Homemade Hush Puppies (Print)

Golden crispy hush puppies with soft interiors, perfect as a snack or side dish for seafood and barbecue meals.

# Ingredients:

→ Main Ingredients

01 - 1 box Jiffy cornbread mix
02 - ½ cup grated onion
03 - 5 tablespoons buttermilk
04 - 1 egg, beaten
05 - ¼ cup panko bread crumbs
06 - 3 tablespoons all-purpose flour
07 - 1 teaspoon salt
08 - 1 teaspoon black pepper
09 - ½ teaspoon baking powder

# Directions:

01 - Combine the cornbread mix, grated onion, buttermilk, beaten egg, panko bread crumbs, flour, salt, black pepper, and baking powder in a large bowl.
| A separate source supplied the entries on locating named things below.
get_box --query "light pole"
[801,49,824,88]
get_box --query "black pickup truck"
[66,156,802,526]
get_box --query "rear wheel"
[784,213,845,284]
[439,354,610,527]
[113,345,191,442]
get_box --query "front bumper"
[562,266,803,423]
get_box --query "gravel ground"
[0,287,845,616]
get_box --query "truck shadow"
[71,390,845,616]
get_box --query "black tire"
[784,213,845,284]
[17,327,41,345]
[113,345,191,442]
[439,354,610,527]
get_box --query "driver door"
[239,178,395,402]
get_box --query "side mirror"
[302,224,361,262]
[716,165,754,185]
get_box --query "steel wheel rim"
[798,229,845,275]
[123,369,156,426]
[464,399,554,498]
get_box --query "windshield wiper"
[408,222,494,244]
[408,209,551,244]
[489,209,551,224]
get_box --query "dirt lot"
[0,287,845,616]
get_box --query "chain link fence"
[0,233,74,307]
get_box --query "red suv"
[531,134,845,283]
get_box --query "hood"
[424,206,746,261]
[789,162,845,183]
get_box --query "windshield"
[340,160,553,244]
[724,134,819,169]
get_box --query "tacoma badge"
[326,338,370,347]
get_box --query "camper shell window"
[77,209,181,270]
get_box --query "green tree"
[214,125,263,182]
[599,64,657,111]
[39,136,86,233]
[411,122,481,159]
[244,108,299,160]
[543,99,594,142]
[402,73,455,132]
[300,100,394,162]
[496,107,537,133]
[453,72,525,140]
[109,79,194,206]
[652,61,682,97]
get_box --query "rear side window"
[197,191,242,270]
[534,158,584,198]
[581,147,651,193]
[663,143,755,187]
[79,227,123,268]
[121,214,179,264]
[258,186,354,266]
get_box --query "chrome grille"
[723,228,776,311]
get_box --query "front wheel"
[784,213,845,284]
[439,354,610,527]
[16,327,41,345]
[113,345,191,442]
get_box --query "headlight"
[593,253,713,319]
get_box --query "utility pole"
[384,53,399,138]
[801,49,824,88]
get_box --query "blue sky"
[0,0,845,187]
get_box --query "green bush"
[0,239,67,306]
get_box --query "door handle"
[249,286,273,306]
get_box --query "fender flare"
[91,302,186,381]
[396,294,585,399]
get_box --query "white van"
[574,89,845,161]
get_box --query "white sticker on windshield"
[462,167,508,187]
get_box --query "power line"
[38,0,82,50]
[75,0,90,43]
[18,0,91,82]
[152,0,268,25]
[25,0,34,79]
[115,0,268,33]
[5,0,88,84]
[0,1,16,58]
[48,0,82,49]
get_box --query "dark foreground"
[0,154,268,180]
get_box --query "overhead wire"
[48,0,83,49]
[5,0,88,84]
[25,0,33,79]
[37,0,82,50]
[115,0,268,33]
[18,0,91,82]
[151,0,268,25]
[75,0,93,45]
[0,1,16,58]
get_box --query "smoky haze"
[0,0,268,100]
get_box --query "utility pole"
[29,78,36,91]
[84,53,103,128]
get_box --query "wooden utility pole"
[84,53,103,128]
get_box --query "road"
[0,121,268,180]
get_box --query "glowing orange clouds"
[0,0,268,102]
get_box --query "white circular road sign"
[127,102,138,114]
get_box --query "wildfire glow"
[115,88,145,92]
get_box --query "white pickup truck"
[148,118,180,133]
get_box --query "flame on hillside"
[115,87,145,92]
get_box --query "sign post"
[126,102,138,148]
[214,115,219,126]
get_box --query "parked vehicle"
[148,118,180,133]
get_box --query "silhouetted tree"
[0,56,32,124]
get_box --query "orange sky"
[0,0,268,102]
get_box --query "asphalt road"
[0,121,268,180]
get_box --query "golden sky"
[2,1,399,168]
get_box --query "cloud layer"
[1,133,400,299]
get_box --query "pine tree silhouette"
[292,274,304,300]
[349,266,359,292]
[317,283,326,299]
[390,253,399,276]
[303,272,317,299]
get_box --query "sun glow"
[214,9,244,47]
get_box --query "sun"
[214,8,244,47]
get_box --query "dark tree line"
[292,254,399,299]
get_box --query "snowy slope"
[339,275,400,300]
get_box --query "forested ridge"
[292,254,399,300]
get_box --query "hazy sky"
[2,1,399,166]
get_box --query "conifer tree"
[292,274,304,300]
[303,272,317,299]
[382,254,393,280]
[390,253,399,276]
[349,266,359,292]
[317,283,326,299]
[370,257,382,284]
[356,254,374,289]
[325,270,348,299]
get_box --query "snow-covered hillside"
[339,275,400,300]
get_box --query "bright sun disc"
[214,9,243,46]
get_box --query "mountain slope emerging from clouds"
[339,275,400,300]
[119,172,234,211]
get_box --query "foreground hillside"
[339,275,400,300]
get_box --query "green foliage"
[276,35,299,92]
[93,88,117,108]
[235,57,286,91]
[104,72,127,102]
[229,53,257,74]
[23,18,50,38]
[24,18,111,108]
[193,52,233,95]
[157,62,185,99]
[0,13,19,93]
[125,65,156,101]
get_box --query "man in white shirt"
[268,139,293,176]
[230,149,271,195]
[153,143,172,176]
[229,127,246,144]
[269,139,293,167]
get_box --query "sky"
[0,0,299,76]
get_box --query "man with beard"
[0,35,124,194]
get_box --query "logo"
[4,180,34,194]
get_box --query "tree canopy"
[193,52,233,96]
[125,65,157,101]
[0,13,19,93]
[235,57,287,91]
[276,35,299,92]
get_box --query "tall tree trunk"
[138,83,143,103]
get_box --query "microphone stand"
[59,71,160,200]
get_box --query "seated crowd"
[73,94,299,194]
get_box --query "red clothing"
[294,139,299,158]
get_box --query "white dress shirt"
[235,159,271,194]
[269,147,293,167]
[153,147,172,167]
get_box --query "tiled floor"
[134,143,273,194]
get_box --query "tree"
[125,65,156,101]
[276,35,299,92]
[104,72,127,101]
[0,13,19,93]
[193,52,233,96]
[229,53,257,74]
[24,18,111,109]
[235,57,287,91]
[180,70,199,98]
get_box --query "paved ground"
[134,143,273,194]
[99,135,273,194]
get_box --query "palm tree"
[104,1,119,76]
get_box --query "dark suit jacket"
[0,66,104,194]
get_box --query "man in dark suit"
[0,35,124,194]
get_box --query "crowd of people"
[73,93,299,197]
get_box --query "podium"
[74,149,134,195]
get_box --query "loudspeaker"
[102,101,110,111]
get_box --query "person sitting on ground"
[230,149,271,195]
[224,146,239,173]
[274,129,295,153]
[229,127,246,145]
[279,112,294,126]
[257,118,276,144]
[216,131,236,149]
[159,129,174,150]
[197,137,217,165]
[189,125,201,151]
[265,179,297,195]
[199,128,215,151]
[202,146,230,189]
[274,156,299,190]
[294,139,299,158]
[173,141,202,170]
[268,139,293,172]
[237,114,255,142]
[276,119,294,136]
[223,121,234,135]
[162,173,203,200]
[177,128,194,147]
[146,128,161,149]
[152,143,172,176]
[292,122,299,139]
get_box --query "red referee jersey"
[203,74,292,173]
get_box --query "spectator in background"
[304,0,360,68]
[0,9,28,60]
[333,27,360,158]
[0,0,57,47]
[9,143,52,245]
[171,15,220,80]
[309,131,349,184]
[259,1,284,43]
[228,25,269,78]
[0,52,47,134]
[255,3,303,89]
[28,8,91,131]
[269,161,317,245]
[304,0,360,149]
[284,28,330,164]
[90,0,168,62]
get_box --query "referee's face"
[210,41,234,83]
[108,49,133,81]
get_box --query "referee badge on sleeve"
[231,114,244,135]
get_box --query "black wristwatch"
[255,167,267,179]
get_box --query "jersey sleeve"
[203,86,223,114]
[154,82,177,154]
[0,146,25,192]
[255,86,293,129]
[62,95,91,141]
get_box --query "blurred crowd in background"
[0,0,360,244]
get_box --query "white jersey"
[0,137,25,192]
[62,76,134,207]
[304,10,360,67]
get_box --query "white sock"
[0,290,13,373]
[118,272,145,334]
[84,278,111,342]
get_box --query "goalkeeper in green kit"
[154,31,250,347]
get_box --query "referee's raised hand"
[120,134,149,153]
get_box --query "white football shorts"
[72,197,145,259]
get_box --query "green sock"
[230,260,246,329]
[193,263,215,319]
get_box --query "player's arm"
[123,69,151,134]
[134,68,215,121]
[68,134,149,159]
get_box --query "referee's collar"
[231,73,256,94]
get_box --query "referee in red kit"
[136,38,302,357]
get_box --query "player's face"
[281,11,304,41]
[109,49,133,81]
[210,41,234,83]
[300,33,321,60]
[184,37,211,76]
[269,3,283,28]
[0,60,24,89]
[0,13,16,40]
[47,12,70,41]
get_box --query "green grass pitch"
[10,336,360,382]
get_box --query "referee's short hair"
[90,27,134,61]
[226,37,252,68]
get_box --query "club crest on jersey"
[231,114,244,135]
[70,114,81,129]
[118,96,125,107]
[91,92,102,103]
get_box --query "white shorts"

Stir until just combined to avoid overworking the batter.
02 - Refrigerate the mixture for at least 30 minutes or up to 5 hours. This step allows the flavors to blend and the batter to firm up, making it easier to handle.
03 - In a large pot or deep fryer, heat 2-3 inches of oil to 175-190°C (350-375°F). Properly heated oil ensures the hush puppies are evenly cooked with a golden, crispy exterior.
04 - Using a small cookie scoop or spoon, form balls of the batter and carefully drop them into the hot oil. Fry for 2-3 minutes, turning once, until golden brown and crispy.
05 - Transfer the fried hush puppies to a plate lined with paper towels to drain excess oil. Serve hot for the best flavor and crunch.

# Notes:

01 - Hush puppies are best enjoyed fresh but can be stored and reheated to maintain their texture and flavor.
02 - Serve warm with a variety of dipping sauces such as tartar sauce, remoulade, or spicy aioli.